Written by Tara Packham, Ph.D., OTReg (Ont) for the RSDA blog.
Postdoctoral fellow, Michael G. DeGroote Institute for Pain Reearch and Care.
McMaster University, Hamilton, Ontario Canada
Allodynia is formally defined as a painful response to a stimulus that does not normally produce pain. This includes painful feelings in response to 1) light touch such as a caress, or the stroke of a cotton ball; 2) temperatures that would normally be comfortable (like cool water from the tap, or the warmth from a mug of coffee); or 3) gentle pressure, like wearing a sock or a bra. In the Budapest criteria for complex regional pain syndrome, allodynia is considered both a sign (something that can be measured) and a symptom (something the person reports experiencing).
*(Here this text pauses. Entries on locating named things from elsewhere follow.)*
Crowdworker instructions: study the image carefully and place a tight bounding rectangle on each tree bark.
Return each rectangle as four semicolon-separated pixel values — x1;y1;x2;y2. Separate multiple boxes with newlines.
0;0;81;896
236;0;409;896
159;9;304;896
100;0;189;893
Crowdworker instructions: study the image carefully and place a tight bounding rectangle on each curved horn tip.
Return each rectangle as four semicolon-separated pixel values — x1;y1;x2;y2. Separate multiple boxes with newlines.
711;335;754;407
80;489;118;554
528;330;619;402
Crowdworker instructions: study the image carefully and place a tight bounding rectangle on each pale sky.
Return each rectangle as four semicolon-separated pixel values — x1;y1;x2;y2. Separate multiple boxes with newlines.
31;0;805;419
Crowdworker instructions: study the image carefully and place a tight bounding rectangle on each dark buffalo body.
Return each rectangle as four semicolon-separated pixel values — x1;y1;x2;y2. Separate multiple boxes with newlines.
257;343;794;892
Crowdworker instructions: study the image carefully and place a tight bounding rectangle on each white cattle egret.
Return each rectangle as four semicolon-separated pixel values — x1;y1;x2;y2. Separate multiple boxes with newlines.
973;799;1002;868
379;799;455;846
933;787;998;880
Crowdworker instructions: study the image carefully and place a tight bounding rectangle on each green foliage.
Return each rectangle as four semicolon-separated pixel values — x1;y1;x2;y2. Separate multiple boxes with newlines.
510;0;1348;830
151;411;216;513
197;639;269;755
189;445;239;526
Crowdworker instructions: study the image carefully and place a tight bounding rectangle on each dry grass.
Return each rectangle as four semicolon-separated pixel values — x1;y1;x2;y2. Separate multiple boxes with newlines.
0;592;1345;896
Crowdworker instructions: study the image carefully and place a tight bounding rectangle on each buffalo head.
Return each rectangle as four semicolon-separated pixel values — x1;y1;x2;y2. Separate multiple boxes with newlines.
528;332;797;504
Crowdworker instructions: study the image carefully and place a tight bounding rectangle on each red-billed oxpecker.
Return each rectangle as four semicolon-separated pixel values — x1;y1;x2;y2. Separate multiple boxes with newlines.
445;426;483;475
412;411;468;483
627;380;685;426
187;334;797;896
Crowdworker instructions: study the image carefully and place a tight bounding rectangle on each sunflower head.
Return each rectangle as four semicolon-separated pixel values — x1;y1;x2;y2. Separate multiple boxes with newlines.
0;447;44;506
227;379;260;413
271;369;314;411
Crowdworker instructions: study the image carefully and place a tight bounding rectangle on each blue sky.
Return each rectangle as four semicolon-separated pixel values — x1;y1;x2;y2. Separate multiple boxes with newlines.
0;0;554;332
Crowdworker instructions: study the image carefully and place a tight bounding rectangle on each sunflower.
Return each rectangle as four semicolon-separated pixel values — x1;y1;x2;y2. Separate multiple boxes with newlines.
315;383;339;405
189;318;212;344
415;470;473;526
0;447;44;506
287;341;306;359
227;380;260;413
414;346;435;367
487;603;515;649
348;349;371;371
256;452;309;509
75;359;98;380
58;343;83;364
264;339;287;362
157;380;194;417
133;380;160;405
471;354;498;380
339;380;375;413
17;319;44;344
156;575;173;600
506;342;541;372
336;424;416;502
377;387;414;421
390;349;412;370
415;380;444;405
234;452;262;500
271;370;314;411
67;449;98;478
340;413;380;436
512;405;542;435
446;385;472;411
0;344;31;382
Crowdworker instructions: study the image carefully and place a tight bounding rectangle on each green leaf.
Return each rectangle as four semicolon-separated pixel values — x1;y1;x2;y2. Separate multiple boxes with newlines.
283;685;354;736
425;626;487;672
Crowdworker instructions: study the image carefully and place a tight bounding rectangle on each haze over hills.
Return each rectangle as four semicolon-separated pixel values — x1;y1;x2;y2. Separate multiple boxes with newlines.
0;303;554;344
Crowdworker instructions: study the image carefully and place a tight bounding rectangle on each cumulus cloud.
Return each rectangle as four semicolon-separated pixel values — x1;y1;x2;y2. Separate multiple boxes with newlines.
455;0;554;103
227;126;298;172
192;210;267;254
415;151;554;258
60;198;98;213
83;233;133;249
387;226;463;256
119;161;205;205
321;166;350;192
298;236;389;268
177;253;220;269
While we don’t have exact numbers on how many people will experience allodynia across the course of their condition, we do know about half of people who come into a pain clinic for treatment of complex regional pain syndrome (CRPS) have this painful sensitivity. Allodynia is not unique to CRPS: it is seen in many other forms of chronic pain. However, when someone with CRPS has allodynia, it can interfere with the very treatments that could otherwise help. For example, it is hard to work on stretching a stiff joint if it hurts just to have the therapist touch your skin, or when putting your arm in a warm whirlpool bath feels like burning knives. Practically, it can be hard to even get out of the house if it hurts to wear a coat or footwear. So, finding treatments that can make allodynia decrease or disappear is important.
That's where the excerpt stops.